Tarawera Ultramarathon

Tarawera Ultramarathon Short Documentary

We have just wrapped up our third year of producing the official mini-documentary for the Vibram Tarawera Ultramarathon. Our involvement started in 2012 with a single camera and two-time event winner Kerry Suter helping out behind the scenes.
It was a crazy week. We caught up with Anton Krupicka, we interviewed numerous elite world-class athletes, and I was even brave enough to hang out of the side of a helicopter to shoot some stunning aerial footage around the Rotorua region.

In 2013 we teamed up with Aaron Smart from Smart As Productions. Aaron has a lot of experience shooting live action events, and he was a great addition to the team. Unfortunately due to fire-risk from a severe drought, the last 40km of the course was closed and the race couldn't make it to the planned finish in Kawerau. Instead, the course turned back on itself at the 60km mark, and finished near the start at Lake Okareka.
It was a stunning day despite the difficulties, and we think the video that we produced really captures the essence of such a fantastic event.

In 2014, the Tarawera Ultramarathon became part of the Ultra-Trail World tour, which puts it on par with the top 10 ultramarathons in the world. We decided that in order to capture the scale of such a massive, world-class event, we needed to step up our game.
A 6 camera crew was formed, including a dedicated drone operator to capture aerial video. We arrived in Rotorua 4 days before the race, ready for an action-packed 5 day shoot. Some of the scheduled events included a fun run, the race registration and even an official Maori greeting at the famous Te Puia cultural centre.

In the week leading up to the race, the weather forecast wasn't looking promising. At 7pm on the Friday night before the race, it was announced that the course would be shortened from 100km to 73km due to the inevitable arrival of a cyclone. For safety reasons, a large part of the forest that the course ran through was being closed.

After months of pre-production and planning, this really threw a spanner in the works for the film crews, the race organisers and the athletes. Months of our planning was thrown out, and we spent the remainder of the night piecing together a new plan for race day.

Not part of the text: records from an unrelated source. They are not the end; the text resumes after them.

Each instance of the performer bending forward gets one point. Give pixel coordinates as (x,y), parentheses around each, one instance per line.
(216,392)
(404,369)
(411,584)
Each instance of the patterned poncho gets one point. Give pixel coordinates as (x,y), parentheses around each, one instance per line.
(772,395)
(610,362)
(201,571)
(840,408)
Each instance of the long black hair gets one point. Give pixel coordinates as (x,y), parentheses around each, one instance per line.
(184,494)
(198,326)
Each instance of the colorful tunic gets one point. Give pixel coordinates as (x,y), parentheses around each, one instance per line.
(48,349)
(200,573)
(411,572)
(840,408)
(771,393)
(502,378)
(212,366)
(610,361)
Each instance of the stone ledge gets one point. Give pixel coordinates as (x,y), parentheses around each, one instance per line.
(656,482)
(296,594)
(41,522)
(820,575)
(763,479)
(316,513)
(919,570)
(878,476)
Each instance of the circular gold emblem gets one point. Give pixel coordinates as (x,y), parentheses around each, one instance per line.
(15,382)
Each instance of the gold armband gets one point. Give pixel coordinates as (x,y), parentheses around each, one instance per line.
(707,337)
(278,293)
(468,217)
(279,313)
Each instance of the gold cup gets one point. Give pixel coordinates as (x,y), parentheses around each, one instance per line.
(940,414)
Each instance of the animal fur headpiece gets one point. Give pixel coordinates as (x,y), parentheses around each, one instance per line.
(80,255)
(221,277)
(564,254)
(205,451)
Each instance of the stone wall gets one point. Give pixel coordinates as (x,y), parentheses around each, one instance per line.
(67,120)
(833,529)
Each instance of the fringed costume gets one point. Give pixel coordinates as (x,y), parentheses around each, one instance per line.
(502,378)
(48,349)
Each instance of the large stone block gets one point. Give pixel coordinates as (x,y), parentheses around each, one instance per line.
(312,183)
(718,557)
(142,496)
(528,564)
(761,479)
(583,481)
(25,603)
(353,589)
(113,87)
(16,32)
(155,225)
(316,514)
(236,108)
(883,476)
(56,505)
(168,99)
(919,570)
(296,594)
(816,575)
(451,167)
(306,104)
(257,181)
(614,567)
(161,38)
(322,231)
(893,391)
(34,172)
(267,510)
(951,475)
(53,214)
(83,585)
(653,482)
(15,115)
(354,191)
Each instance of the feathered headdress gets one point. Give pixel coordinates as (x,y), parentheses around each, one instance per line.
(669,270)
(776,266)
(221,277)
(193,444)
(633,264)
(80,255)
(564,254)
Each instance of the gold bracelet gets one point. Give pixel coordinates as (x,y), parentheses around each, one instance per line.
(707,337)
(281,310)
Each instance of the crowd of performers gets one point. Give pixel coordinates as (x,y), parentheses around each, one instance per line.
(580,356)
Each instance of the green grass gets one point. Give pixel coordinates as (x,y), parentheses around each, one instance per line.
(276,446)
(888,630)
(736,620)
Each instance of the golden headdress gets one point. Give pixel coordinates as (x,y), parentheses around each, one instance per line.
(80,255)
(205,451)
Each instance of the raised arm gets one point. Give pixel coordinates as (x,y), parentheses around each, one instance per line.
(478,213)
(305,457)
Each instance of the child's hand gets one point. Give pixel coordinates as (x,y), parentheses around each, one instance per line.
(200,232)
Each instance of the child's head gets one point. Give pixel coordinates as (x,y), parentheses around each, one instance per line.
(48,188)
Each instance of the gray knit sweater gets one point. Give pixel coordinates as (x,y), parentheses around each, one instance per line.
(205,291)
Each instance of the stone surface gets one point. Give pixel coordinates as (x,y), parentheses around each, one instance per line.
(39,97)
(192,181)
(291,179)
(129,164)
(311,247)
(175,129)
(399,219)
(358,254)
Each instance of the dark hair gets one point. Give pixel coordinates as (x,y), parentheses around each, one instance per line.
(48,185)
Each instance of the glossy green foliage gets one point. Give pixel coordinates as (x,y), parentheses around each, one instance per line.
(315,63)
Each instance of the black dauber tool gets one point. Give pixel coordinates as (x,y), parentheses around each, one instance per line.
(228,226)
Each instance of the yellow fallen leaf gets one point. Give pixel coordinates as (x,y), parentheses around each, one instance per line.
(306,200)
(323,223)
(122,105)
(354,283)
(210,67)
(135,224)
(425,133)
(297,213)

To everyone's surprise, race day arrived to reasonably clear skies. We managed to shoot some stunning footage at race start and around Blue Lake with just some mild drizzle getting in the way. It wasn't until mid-day that Cyclone Lusi really arrived. But thanks to wet-weather protection for our cameras, we made it through the day with no major technical difficulties.

Overall, it was a very successful shoot. We feel privileged to be involved with such a great event. The event organisers were faced with more than their fair share of challenges, but still managed to pull off a fantastic race, Hopefully we'll be back next year, hopefully the sun will be out, and hopefully we'll make it to Kawerau!